Sobre a denúncia do SEP, o deputado Moisés Ferreira pergunta ao ministério da Saúde “quando será aberto o procedimento concursal extraordinário para enfermeiros no setor público administrativo”, se em 2017 se procederá à contratação de mais profissionais de enfermagem para o setor EPE do SNS, “quando será reforçada a autonomia de contratação das instituições em situações de substituição por ausência temporária de trabalhador” e “quando e de que forma serão pagas as horas extraordinárias aos profissionais de enfermagem”.

No documento, sublinha-se que o défice de profissionais no SNS “tem sobrecarregado os existentes e obrigado à realização de centenas de horas extraordinárias por cada trabalhador”, que “a sobrecarga de trabalho, em particular sobre os profissionais de enfermagem, tem resultado no aumento de fenómenos de burnout e no aumento do absentismo por parte destes profissionais” e que a falta de enfermeiros no SNS prejudica os profissionais, a prestação de cuidados de saúde no SNS e os utentes.

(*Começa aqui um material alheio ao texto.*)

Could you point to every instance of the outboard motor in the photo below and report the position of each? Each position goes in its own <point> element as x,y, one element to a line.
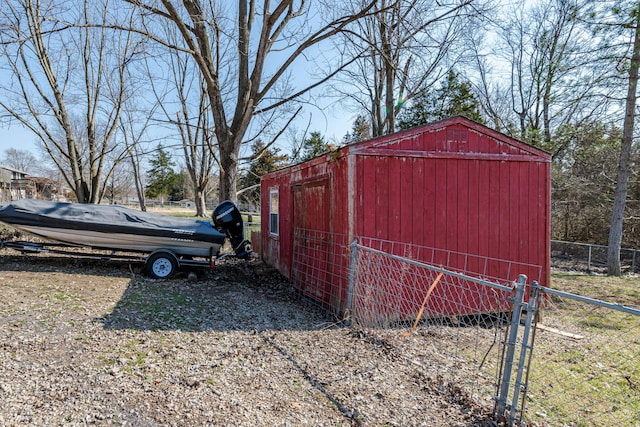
<point>227,219</point>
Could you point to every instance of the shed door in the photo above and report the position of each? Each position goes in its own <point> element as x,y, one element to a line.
<point>312,240</point>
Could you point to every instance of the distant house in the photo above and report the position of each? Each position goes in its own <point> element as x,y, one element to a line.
<point>16,184</point>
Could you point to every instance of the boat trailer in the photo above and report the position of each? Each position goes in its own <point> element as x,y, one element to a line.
<point>159,264</point>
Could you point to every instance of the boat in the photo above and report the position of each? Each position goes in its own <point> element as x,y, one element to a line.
<point>118,228</point>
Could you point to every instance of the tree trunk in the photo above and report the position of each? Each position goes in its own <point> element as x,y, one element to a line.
<point>201,206</point>
<point>624,163</point>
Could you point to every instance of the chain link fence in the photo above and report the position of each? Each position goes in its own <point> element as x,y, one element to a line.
<point>590,258</point>
<point>585,370</point>
<point>538,356</point>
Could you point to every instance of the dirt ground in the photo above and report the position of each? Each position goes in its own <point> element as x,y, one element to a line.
<point>97,342</point>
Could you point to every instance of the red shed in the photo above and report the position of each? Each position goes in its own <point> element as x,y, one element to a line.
<point>454,185</point>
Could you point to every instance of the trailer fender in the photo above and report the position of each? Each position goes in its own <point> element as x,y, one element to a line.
<point>161,264</point>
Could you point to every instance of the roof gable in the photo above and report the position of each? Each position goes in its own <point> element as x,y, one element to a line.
<point>456,135</point>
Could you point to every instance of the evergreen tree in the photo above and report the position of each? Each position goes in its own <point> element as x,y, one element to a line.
<point>454,98</point>
<point>360,131</point>
<point>162,178</point>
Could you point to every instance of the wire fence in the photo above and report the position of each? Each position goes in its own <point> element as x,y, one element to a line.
<point>586,365</point>
<point>537,355</point>
<point>590,258</point>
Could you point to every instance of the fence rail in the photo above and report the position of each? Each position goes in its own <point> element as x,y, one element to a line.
<point>539,356</point>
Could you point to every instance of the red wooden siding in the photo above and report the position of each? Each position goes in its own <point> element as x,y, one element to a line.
<point>454,185</point>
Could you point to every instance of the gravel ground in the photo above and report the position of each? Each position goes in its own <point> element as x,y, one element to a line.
<point>95,342</point>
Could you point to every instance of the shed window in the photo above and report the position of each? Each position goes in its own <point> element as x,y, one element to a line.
<point>273,212</point>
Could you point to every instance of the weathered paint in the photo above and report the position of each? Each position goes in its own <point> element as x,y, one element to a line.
<point>454,185</point>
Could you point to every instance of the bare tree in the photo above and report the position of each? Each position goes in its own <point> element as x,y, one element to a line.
<point>244,51</point>
<point>184,103</point>
<point>22,160</point>
<point>551,80</point>
<point>624,162</point>
<point>68,83</point>
<point>403,48</point>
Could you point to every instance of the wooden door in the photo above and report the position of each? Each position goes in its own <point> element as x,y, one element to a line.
<point>312,240</point>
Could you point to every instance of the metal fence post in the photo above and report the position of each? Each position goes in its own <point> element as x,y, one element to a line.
<point>525,351</point>
<point>503,392</point>
<point>351,284</point>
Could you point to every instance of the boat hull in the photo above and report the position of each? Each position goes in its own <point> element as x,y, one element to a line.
<point>124,242</point>
<point>113,227</point>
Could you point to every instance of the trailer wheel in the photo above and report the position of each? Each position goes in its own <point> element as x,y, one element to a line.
<point>161,265</point>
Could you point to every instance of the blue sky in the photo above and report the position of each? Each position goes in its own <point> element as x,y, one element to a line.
<point>332,122</point>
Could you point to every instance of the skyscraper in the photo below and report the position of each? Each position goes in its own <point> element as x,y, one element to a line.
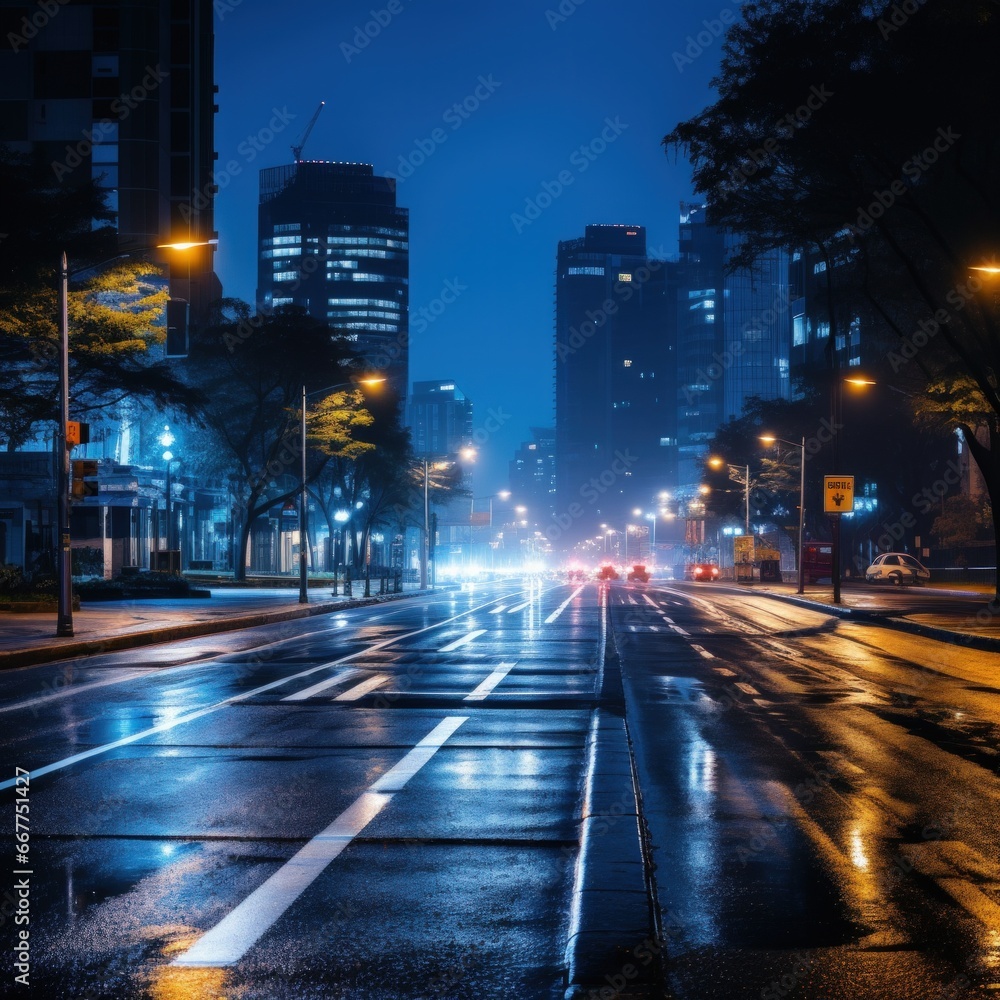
<point>334,242</point>
<point>123,93</point>
<point>733,335</point>
<point>615,409</point>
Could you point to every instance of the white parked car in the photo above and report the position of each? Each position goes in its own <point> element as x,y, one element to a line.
<point>897,568</point>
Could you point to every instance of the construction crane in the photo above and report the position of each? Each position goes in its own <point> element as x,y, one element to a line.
<point>300,145</point>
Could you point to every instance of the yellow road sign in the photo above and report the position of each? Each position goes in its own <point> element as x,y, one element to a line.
<point>838,494</point>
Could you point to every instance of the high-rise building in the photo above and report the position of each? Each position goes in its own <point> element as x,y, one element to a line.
<point>533,474</point>
<point>334,242</point>
<point>733,335</point>
<point>124,93</point>
<point>615,388</point>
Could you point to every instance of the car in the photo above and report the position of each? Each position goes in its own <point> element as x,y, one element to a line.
<point>701,571</point>
<point>897,568</point>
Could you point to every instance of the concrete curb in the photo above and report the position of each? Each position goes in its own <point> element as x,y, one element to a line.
<point>33,655</point>
<point>613,938</point>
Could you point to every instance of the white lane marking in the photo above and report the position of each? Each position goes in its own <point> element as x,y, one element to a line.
<point>208,709</point>
<point>468,637</point>
<point>491,682</point>
<point>337,678</point>
<point>565,604</point>
<point>360,690</point>
<point>230,939</point>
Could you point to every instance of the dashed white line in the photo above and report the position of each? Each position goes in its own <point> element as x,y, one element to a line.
<point>462,640</point>
<point>562,607</point>
<point>360,690</point>
<point>322,686</point>
<point>491,682</point>
<point>230,939</point>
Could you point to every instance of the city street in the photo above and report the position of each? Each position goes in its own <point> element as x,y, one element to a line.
<point>405,800</point>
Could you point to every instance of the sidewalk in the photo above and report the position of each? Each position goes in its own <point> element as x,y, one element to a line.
<point>106,626</point>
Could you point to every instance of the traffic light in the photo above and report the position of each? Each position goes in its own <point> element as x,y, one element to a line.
<point>84,478</point>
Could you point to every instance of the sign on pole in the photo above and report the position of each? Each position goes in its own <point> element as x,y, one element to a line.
<point>838,494</point>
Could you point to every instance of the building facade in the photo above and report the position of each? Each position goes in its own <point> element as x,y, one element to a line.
<point>122,93</point>
<point>733,336</point>
<point>334,242</point>
<point>615,435</point>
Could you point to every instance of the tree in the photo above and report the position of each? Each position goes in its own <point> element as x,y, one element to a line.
<point>250,370</point>
<point>867,135</point>
<point>114,316</point>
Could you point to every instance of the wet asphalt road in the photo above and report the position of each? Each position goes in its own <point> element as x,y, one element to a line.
<point>386,802</point>
<point>822,799</point>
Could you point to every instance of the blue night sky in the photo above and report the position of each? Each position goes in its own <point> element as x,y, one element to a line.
<point>548,84</point>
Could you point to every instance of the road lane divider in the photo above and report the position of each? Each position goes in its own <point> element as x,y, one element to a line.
<point>329,682</point>
<point>565,604</point>
<point>234,699</point>
<point>230,939</point>
<point>360,690</point>
<point>491,682</point>
<point>462,640</point>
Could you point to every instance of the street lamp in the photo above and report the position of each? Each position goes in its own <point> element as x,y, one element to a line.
<point>166,440</point>
<point>64,612</point>
<point>771,439</point>
<point>468,453</point>
<point>741,478</point>
<point>303,506</point>
<point>838,423</point>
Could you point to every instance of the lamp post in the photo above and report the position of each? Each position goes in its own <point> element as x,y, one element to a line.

“É por isso mesmo que o Bloco de Esquerda tem insistido na necessidade de uma maior contratação para o SNS, privilegiando a contratação direta e facilitando as contratações em situações de substituição por ausência temporária do trabalhador”, salienta ainda o documento.

O texto lembra que no Orçamento do Estado para 2017 foi “incluída uma norma, por proposta do Bloco de Esquerda”, para que os serviços e estabelecimentos de saúde integrados no setor público administrativo possam proceder ao recrutamento de pessoal de enfermagem, “mediante celebração de contratos de trabalho em funções públicas por tempo indeterminado, correspondente ao número máximo de postos de trabalho que venha a ser estabelecido por despacho dos membros do Governos responsáveis pelas áreas as finanças e da saúde”.

O documento aponta ainda para a necessidade deste recrutamento extraordinário se iniciar o mais rapidamente possível, que corresponda às necessidades das instituições integradas no setor público administrativo e ainda “a contratação de mais profissionais para o setor empresarial do estado inserido no SNS, diminuindo o recurso a horas extraordinárias” e que “o Estado cumpra os compromissos com os seus trabalhadores e acorde uma forma de pagamento das horas extraordinárias que tem em dívida para com os profissionais de enfermagem”.